In many respects, Xi has done much of what anticorruption practitioners advocate for: He has prioritized anticorruption at the highest level of government, increased enforcement dramatically, and reformed both government and political institutions. There are signs that his anticorruption efforts have paid off. Public perception of government has improved, with officials wary of ostentatious consumption of luxury goods and other openly corrupt behavior. Xi himself declared overwhelming victory in the fight against corruption in early 2024.
Yet despite the impressive numbers, Xi’s campaign has failed to address the underlying dynamics driving corruption in China. Indeed, the fact that anticorruption authorities continue to catch record-breaking numbers of corrupt officials at all levels of government may be a warning sign, not a marker of success.
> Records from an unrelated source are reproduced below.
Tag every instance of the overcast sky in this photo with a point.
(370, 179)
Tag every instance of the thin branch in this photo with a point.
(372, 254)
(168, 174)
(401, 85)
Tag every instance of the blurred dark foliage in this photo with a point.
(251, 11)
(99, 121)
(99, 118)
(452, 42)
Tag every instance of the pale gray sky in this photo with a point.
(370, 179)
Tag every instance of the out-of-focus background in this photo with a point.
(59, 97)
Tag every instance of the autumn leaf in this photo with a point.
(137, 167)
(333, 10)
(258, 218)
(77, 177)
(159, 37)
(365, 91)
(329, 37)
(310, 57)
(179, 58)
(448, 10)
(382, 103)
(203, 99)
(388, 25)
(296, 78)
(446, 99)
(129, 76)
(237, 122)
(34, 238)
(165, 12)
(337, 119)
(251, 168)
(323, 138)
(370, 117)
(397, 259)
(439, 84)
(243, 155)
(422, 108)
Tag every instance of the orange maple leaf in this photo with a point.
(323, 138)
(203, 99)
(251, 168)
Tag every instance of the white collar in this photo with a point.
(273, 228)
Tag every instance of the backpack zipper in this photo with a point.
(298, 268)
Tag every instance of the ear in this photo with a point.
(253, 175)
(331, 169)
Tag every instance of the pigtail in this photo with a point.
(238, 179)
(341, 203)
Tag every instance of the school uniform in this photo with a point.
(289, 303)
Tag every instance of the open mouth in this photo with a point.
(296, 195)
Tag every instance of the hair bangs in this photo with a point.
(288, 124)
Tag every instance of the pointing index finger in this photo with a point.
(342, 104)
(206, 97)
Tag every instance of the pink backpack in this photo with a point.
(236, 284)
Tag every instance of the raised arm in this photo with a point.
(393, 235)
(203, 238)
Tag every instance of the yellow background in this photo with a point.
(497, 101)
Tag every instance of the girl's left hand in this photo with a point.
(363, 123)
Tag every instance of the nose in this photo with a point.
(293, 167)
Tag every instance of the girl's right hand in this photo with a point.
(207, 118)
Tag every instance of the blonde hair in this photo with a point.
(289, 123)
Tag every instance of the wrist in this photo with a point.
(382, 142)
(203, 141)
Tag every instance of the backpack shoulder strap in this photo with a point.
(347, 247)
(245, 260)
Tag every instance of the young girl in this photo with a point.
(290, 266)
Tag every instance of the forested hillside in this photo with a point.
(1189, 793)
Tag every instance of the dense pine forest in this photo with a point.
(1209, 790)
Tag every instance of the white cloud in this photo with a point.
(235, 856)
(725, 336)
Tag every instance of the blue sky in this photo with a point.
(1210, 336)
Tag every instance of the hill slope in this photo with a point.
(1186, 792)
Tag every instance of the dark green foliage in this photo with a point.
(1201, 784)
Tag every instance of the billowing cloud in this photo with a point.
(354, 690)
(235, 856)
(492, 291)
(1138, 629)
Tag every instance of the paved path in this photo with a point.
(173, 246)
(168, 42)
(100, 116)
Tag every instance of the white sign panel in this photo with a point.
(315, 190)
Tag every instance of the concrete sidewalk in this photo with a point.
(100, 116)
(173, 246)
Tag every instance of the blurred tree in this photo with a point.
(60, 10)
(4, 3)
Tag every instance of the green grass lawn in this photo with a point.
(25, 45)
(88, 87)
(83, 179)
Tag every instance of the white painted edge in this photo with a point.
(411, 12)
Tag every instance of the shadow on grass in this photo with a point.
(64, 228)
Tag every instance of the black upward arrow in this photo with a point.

While Xi’s campaign is viewed in some quarters as a model for top-down, government-led anticorruption campaigns, China’s experience over the last dozen years also highlights the inherent limitations of that approach.
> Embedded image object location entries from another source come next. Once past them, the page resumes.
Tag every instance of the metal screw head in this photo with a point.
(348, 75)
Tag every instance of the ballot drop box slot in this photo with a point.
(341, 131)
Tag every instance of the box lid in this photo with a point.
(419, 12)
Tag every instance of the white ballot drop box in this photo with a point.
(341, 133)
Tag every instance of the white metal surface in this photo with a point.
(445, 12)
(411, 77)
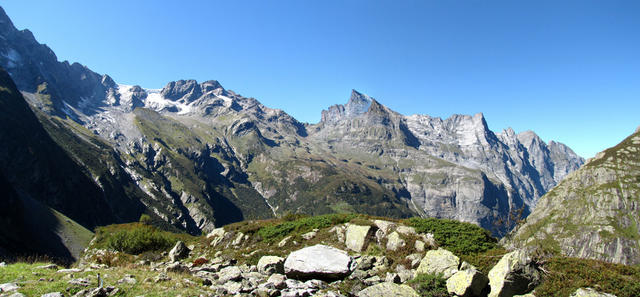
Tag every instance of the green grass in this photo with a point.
(566, 275)
(455, 236)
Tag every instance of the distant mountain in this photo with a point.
(196, 156)
(594, 212)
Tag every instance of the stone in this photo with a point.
(386, 290)
(80, 282)
(179, 252)
(129, 279)
(8, 287)
(384, 226)
(467, 283)
(394, 241)
(48, 266)
(277, 280)
(414, 259)
(176, 267)
(318, 261)
(231, 273)
(406, 230)
(589, 292)
(271, 264)
(439, 261)
(514, 274)
(358, 236)
(71, 270)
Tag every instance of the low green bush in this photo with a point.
(301, 225)
(135, 238)
(432, 285)
(455, 236)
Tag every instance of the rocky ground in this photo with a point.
(363, 257)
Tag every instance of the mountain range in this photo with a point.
(194, 156)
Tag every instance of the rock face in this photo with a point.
(387, 289)
(593, 213)
(439, 261)
(318, 261)
(514, 274)
(179, 251)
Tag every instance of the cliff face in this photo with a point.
(594, 212)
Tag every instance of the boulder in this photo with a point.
(439, 261)
(589, 292)
(467, 283)
(318, 261)
(514, 274)
(179, 252)
(386, 290)
(358, 236)
(231, 273)
(271, 264)
(394, 241)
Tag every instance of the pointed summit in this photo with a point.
(358, 104)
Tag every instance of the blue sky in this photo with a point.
(568, 70)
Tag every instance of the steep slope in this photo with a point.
(593, 213)
(196, 156)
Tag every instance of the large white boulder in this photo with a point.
(318, 261)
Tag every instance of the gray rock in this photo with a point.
(467, 283)
(357, 237)
(318, 261)
(386, 290)
(179, 252)
(439, 261)
(271, 264)
(277, 280)
(589, 292)
(394, 241)
(514, 274)
(8, 287)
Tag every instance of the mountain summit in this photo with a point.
(195, 156)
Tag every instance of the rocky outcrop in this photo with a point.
(318, 261)
(593, 212)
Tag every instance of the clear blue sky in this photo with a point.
(569, 70)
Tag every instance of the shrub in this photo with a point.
(566, 275)
(455, 236)
(433, 285)
(199, 262)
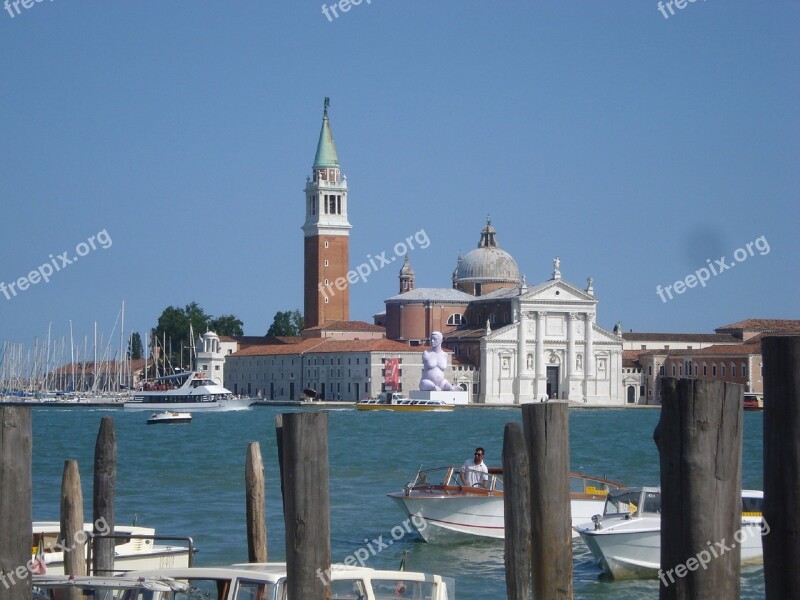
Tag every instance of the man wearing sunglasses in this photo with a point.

Despite Xi’s commitment to anticorruption, his top-down enforcement-heavy approach neglected—indeed, deliberately rejected—deeper structural reforms, such as asset disclosures, government transparency, and strengthening the role of an independent media and autonomous civil society. This is unsurprising: Xi has little incentive to adopt such changes, which would create alternative power bases besides the party and threaten China’s authoritarian political system. But these missed opportunities, along with a widespread perception of politicization and arbitrary top-down enforcement, will likely continue to hamper China’s anticorruption efforts. When criticism of the party and government by private citizens is generally censored, uncovering wrongdoing becomes the sole province of central government organs like the CCDI. But it is impossible for any centralized body to exercise effective oversight over the entirety of the sprawling Chinese bureaucracy. Without the cooperation of civil society actors, top-down review will inevitably miss small-scale graft across the country. And the lack of government transparency means much corruption will ultimately go undetected. These structural issues likely condemn China to a future of suppressing, and not preventing, corruption.
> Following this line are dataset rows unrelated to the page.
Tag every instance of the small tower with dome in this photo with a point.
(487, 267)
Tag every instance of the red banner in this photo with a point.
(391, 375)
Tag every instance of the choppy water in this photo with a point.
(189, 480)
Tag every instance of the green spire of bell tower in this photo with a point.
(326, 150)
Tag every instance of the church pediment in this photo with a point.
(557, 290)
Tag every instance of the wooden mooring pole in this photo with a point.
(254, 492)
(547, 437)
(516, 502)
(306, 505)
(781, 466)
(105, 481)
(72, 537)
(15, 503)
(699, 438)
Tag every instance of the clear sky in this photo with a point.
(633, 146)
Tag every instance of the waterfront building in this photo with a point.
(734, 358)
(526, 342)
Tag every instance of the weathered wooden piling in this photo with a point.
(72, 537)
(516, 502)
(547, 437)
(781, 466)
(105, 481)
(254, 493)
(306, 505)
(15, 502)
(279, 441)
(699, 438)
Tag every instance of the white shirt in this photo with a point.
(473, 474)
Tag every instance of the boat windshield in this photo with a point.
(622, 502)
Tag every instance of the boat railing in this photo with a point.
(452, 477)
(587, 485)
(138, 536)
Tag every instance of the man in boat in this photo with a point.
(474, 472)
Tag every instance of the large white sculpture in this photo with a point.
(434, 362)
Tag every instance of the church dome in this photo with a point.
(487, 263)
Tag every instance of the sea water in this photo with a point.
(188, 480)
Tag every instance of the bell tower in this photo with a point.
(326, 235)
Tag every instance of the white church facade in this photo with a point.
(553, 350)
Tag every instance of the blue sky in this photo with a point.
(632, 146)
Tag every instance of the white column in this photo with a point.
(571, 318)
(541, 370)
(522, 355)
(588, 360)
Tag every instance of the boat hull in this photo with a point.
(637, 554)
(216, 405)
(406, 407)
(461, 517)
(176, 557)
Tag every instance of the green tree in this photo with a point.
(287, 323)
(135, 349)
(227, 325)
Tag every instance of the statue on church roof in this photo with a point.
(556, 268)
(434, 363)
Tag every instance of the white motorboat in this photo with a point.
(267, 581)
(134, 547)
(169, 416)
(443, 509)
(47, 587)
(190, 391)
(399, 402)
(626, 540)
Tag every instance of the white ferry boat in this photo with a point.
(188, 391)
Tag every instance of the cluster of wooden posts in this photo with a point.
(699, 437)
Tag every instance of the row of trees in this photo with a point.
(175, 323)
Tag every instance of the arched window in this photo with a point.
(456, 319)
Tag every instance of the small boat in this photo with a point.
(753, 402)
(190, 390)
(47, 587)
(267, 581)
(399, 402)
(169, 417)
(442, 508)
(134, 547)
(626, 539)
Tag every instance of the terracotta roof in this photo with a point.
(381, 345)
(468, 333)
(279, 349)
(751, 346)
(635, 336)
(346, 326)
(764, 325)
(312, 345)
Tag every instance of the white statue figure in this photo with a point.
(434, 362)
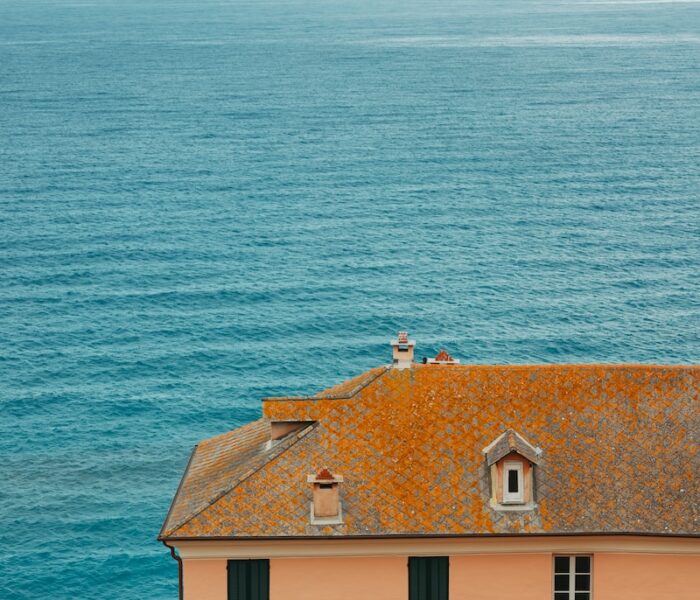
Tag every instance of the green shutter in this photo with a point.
(249, 579)
(428, 578)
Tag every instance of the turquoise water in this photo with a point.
(203, 203)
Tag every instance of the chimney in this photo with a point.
(402, 350)
(326, 507)
(442, 358)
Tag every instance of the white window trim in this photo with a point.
(572, 576)
(508, 497)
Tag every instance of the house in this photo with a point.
(436, 480)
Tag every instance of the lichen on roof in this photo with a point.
(619, 454)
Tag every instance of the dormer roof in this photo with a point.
(510, 441)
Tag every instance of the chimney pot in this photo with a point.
(402, 351)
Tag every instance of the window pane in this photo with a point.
(561, 564)
(561, 583)
(512, 481)
(583, 564)
(583, 583)
(428, 578)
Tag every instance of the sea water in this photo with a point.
(206, 202)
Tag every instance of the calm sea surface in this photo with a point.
(206, 202)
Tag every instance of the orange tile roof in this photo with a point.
(619, 454)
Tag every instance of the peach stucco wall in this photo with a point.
(632, 576)
(204, 579)
(493, 577)
(646, 577)
(351, 578)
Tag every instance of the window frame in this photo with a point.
(251, 587)
(572, 576)
(429, 567)
(509, 497)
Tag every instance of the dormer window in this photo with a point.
(511, 460)
(513, 492)
(326, 507)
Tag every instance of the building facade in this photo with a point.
(434, 480)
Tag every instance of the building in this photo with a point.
(439, 480)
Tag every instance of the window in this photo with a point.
(513, 488)
(572, 578)
(249, 579)
(428, 577)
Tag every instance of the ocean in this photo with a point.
(203, 203)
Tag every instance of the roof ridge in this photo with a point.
(274, 452)
(369, 378)
(462, 366)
Additionally, Xi’s anticorruption crackdown has been dogged from the beginning by the perception that it was, at least in part, a political ploy to eliminate political rivals and consolidate his own power. For example, Zhou Yongkang and his associates constituted a rival power base to Xi, and their downfall led to increased centralization of Xi’s authority. Xi’s defenders may point out the broad scale and long-lasting nature of the campaign, as well as its willingness to break political norms against the prosecution of Politburo Standing Committee members, as evidence that the anticorruption campaign was not simply a pretext to purge political opponents. But it is perfectly possible for Xi to legitimately recognize corruption as a threat that needs to be eliminated, yet also conveniently prioritize rivals for prosecution. Given the opacity of China’s political system, the perception of politicization has continued, whether or not it is well-founded. While any given official may have rightfully been prosecuted for legitimate corruption, selective enforcement can undermine the legitimacy of the overall anticorruption campaign and create the perception that loyalty to Xi will immunize an official from investigation. And the undeniable effect of the campaign has been to centralize power to an unprecedented degree and stack the party with loyalists.
Today, Xi has amassed more power than any Chinese leader since Mao Zedong. His popularity and legitimacy, however, rest on an increasingly unstable foundation as the economy slows, geopolitical challenges mount, and demographic and social divisions increase. The persistence of corruption across all levels of Chinese government will likely prove to be a serious governance and legitimacy challenge to the party, as Xi himself predicted in 2012. So, the while results from Xi’s campaign hold important lessons for other countries, those lessons may not be the ones that the Chinese government likes to trumpet. The experience of the last 12 years suggests that while top-down discipline is often necessary to crack down on corruption, it cannot by itself change the underlying dynamics driving corruption.